Она стояла на широкой ладони деда, маленькая, но очень гордая. Легкая, гладкая, с золотым парусом. Она была готова.

– Вот тебе и почтальон, – сказал дедушка Захар. – Теперь в нее можно положить весточку. Только весточка должна быть легкой, чтобы лодочку не утопить, и очень важной, чтобы она захотела плыть так далеко.

Лука взял лодочку в свои руки. Она была почти невесомой, но он чувствовал в ней всю тяжесть своей огромной надежды. Мост через реку еще не был построен. Но первое бревно для него, легкое и пахнущее медом, уже лежало у него на ладонях.


Глава 6. Как папа Марины, смотритель маяка Стефан, научил ее языку света

Вечер спускался на реку тихо, как большая синяя птица садится на свое гнездо. Вода из серебряной стала стальной, а потом и вовсе потемнела, впитывая в себя сумерки. Воздух стал прохладным и прозрачным, как родниковая вода. Запахло йодом, мокрой галькой и вечностью.

Марина стояла рядом с папой на верхней площадке маяка. Большая лампа уже была зажжена. Ее ровный, теплый свет лежал на их лицах, на белой стене, на медном колокольчике, а потом вырывался наружу и уходил мощным лучом во тьму, к далекому, почти невидимому берегу.
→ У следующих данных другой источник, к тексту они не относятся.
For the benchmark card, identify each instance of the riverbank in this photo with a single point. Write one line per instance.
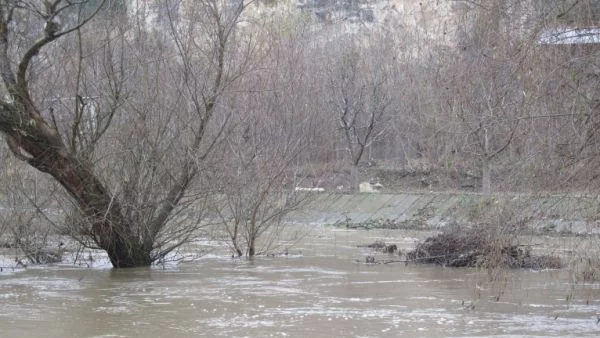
(423, 210)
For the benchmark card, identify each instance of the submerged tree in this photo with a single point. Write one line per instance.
(129, 189)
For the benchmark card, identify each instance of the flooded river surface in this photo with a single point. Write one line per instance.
(322, 288)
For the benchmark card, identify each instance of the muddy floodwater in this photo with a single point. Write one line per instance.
(321, 288)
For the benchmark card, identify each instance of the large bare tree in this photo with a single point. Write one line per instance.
(127, 195)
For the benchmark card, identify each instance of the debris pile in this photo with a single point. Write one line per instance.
(470, 247)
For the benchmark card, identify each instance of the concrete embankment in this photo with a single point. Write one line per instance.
(577, 214)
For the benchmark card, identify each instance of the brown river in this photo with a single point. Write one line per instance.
(321, 288)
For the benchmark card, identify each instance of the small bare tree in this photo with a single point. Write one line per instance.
(360, 99)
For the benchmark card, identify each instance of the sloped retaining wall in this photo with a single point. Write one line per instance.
(578, 214)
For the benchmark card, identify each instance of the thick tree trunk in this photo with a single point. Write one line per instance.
(110, 230)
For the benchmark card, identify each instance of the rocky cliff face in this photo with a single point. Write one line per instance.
(431, 19)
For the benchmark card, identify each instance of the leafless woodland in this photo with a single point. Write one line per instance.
(146, 120)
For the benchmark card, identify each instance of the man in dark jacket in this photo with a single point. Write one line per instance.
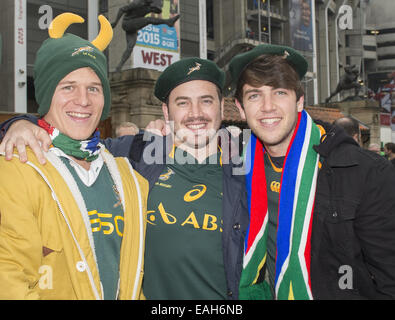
(322, 209)
(197, 212)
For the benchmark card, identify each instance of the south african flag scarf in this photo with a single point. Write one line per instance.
(87, 150)
(295, 214)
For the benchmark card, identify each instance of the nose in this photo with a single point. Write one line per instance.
(267, 103)
(195, 110)
(81, 97)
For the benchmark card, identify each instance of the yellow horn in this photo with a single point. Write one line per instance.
(59, 25)
(104, 37)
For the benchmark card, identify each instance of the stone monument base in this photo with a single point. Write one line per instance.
(133, 97)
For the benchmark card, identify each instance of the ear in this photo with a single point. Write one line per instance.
(300, 104)
(241, 109)
(165, 111)
(222, 106)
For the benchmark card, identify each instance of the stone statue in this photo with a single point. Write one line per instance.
(348, 81)
(134, 19)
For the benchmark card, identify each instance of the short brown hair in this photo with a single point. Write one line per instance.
(269, 70)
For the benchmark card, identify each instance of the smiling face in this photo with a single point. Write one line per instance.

Марина смотрела, как этот луч света лежит на темной воде. Он был похож на длинную золотую тропинку.

– Папа, – спросила она тихо, чтобы не спугнуть вечернюю тишину, – а Лука видит наш свет?

Папа Стефан не ответил сразу. Он смотрел туда же, куда и дочка. Его лицо было серьезным и добрым.

– Обязательно видит, – наконец сказал он. – Он видит его, как маленькую путеводную звездочку. Но он не знает, что эта звездочка может с ним говорить.

Марина удивленно посмотрела на папу.

– Говорить? Как?

– А вот так, – улыбнулся папа. Он подвел ее к большому рычагу с деревянной ручкой. Рядом с рычагом была специальная шторка, которая могла на мгновение перекрывать свет. – У смотрителей маяков есть свой тайный язык. Язык света. Он очень простой, но очень важный. Смотри.

Папа плавно опустил рычаг. Шторка на секунду закрыла лампу, и луч погас. Потом он поднял рычаг, и луч снова устремился в ночь.

– Одна короткая вспышка, – сказал он, – означает «Да». Или «Я тебя вижу». Это слово-приветствие.

Он снова опустил и поднял рычаг, и тут же повторил это еще раз. Два коротких огонька пронзили тьму.

– Две короткие вспышки означают «Я жду». Или «Я помню». Это слово-верность.